Note: If you use methylscaper in your research, please cite our manuscript.

If, after reading this vignette you have questions, please submit your question on GitHub: Question or Report Issue. This will notify the package maintainers and benefit other users.

2 Getting Started

2.1 Installation

For local use of methylscaper, it can be installed into R from Bioconductor (using R version >= 4.4.0):

if (!requireNamespace("BiocManager", quietly = TRUE)) {
    install.packages("BiocManager")
}

BiocManager::install("methylscaper")

2.2 Load the package

After successful installation, load the package into the working space.

library(methylscaper)

To access the Shiny app, simply run:

methylscaper()

3 Visualizing single-cell data

For visualizing single-cell data from methods such as scNMT-seq, methylscaper begins with pre-aligned data.

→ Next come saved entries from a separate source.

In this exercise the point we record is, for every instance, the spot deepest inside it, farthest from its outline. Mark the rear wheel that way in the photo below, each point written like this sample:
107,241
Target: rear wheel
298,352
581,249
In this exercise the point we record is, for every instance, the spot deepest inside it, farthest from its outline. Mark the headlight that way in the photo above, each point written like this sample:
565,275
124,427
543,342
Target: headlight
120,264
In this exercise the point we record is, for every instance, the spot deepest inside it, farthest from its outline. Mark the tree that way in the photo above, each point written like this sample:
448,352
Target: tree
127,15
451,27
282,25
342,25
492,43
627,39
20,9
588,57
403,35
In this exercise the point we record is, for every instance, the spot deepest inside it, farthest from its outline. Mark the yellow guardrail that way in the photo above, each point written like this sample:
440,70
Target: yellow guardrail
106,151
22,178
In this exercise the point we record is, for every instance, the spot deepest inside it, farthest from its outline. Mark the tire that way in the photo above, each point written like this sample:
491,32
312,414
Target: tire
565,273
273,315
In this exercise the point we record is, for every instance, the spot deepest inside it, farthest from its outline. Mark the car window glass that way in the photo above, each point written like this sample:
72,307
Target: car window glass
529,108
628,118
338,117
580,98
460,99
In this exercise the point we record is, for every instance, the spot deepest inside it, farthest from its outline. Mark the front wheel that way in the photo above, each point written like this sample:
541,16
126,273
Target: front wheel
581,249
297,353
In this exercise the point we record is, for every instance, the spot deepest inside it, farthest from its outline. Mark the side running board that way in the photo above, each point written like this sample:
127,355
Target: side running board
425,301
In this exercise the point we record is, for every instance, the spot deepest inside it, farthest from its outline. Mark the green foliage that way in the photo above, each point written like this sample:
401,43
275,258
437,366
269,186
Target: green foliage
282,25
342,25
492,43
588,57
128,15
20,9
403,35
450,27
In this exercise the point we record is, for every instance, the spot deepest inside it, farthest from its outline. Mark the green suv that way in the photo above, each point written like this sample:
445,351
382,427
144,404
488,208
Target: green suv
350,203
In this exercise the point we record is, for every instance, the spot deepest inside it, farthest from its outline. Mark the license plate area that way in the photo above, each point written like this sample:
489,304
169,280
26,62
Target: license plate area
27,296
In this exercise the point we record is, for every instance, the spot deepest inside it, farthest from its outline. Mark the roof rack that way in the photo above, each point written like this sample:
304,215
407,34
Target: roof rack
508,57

For each cell, there should be two files, one for the GCH sites and another for the HCG sites. The minimal number of columns needed for methylscaper is three: chromosome, position, and methylation status. This type of file is generated via the “Bismark_methylation_extractor” script in the Bismark software tool. The extractor function outputs files in four or six column output files (see bedGraph option described here: https://felixkrueger.github.io/Bismark/options/methylation_extraction/). Methylscaper will accept these and convert to the three column format internally.

Due to the large file size, methylscaper further processes the data for the visualization analysis to the chromosome level. In the Shiny app, first select all files associated with the endogenous methylation and then select all files associated with accessibility. The files should be named in such a way that the file pairs can be inferred (e.g “Expr1_Sample1_met” pairs with “Expr1_Sample1_acc”). Finally, indicate the desired chromosome to filter to the chromosome level.

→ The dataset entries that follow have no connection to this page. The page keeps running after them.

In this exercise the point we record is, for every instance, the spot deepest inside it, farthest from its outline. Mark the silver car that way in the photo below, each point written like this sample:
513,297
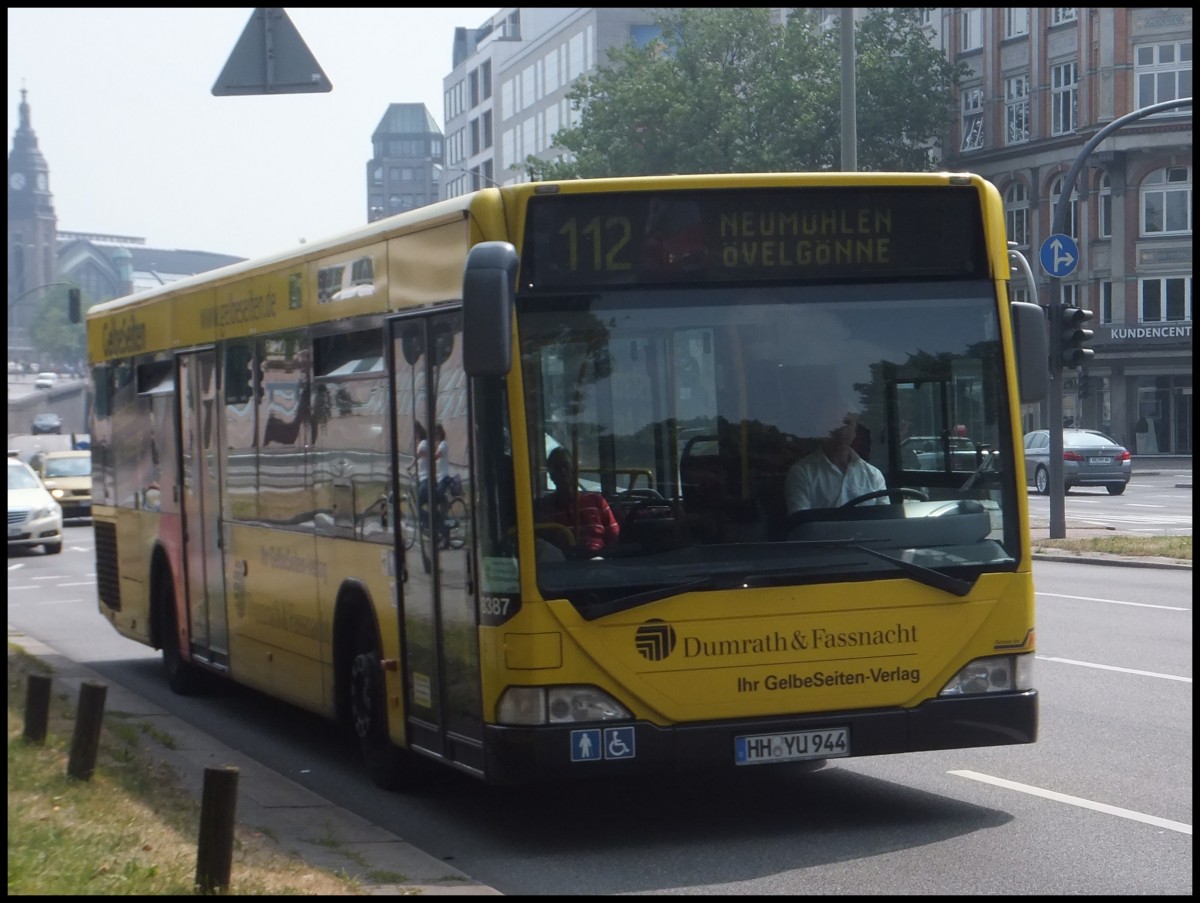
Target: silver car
35,518
1089,459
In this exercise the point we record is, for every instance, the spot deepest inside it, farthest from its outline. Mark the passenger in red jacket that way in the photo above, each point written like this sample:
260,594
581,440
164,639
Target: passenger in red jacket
587,515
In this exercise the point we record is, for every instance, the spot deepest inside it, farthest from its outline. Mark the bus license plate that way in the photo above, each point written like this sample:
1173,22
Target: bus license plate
797,746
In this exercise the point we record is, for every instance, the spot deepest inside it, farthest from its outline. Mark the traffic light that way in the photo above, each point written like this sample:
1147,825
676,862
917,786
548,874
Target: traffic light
1072,336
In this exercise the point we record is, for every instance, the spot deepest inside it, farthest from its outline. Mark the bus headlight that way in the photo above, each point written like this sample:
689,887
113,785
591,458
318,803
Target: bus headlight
558,705
995,674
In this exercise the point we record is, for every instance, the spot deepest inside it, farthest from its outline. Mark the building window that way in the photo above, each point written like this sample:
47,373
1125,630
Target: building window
1164,73
1063,97
972,119
1165,299
1105,204
1167,202
1017,109
1017,22
1105,302
1017,214
971,29
1071,223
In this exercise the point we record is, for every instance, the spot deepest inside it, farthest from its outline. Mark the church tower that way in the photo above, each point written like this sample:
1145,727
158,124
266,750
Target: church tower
33,232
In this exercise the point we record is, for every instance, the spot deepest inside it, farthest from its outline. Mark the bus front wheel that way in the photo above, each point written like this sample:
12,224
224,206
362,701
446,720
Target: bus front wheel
369,710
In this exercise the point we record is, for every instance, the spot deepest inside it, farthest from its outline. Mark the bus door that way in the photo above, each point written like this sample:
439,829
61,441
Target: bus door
199,444
438,623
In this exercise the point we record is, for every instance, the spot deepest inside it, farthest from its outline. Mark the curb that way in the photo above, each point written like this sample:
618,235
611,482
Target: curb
1127,561
299,821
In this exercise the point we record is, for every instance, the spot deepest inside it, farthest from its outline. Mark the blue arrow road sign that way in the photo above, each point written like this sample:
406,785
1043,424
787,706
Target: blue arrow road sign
1060,255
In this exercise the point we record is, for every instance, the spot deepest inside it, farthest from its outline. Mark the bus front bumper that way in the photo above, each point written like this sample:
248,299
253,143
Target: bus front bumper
519,754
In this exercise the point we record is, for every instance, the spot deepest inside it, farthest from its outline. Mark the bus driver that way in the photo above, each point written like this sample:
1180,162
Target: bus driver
834,472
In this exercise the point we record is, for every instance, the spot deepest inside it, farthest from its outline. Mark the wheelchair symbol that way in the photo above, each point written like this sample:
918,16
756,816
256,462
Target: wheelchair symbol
618,743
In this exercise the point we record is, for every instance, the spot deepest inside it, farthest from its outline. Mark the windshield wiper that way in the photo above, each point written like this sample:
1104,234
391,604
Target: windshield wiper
929,576
622,603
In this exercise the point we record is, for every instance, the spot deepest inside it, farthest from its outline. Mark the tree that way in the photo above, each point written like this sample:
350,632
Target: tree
725,90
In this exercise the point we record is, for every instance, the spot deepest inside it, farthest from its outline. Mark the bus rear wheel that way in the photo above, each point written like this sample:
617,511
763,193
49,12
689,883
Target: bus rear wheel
183,676
369,710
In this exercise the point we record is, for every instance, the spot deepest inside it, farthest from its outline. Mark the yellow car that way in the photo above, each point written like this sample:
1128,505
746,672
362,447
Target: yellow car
67,476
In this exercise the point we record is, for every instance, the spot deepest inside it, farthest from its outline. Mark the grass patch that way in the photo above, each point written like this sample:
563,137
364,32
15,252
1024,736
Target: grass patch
1164,546
132,829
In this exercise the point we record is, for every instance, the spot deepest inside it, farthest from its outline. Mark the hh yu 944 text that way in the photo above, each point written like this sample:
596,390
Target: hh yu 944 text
593,478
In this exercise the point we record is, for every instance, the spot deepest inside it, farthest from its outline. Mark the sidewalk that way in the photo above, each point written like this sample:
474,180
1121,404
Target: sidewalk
297,819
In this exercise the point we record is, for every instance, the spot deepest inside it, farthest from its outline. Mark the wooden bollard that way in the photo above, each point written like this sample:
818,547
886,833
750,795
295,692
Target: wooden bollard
89,718
219,803
37,707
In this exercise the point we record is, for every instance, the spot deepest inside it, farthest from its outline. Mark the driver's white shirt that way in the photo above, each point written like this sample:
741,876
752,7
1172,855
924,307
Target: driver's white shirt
816,482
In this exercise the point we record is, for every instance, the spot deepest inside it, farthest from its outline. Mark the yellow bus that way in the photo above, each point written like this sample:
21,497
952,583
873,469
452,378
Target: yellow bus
327,474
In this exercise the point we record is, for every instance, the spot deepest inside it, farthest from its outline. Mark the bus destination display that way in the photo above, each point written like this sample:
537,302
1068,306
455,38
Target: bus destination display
810,234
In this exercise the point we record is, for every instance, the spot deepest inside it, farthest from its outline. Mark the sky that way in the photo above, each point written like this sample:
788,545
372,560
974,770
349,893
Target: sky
121,103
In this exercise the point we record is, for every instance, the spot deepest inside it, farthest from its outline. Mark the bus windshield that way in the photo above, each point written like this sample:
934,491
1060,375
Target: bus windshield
690,410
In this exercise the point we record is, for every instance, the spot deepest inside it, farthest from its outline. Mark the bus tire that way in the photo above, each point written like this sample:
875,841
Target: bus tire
183,677
369,709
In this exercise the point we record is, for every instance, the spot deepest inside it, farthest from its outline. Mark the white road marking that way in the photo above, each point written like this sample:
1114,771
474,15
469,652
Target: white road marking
1116,602
1114,668
1077,801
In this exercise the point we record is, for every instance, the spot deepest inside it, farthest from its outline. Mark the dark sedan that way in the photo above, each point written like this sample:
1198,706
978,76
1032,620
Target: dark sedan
1089,459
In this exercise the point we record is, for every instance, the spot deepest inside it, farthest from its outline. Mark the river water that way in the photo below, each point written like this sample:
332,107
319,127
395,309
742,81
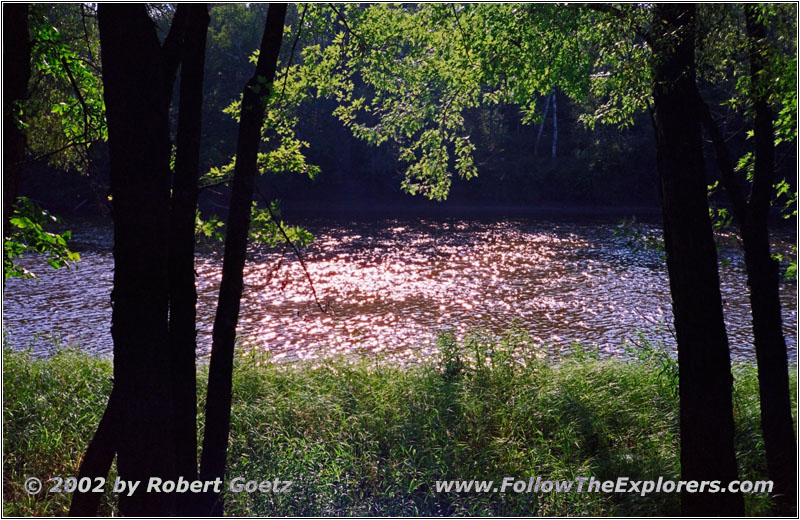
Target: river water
388,286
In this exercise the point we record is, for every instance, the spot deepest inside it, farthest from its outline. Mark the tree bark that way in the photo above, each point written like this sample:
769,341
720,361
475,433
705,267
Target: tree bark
706,413
17,72
182,291
541,127
763,277
137,111
555,126
218,402
97,459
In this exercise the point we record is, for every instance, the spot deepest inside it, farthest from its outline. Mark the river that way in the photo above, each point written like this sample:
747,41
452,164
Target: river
388,286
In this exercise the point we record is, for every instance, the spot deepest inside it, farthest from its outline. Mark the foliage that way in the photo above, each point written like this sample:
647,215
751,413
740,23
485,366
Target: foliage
638,238
360,437
65,112
28,224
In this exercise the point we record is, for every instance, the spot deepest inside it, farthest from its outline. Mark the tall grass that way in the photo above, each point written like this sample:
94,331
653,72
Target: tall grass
361,437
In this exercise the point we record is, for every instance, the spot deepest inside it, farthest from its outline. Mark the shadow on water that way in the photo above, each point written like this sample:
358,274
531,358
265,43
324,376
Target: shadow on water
391,284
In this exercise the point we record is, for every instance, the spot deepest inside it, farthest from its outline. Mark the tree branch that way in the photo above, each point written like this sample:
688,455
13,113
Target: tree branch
724,163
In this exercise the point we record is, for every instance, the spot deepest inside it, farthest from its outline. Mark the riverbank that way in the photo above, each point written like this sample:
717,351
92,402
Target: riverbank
358,437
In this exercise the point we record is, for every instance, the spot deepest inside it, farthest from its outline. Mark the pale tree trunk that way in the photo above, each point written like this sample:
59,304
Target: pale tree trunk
541,127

3.0.1 Example data for single-cell data

Below we walk through an example using data from Clark et al., 2018, obtained from GSE109262. For the sake of this example, we assume that the GSE109262_RAW.tar directory is downloaded locally to ~/Downloads/.

3.0.2 Preprocessing in the Shiny app

In the screenshot below, the data from GSE10926 data on chromosome 19 is ready for processing. When selecting “Browse…”, be sure to select all relevant files for each methylation type.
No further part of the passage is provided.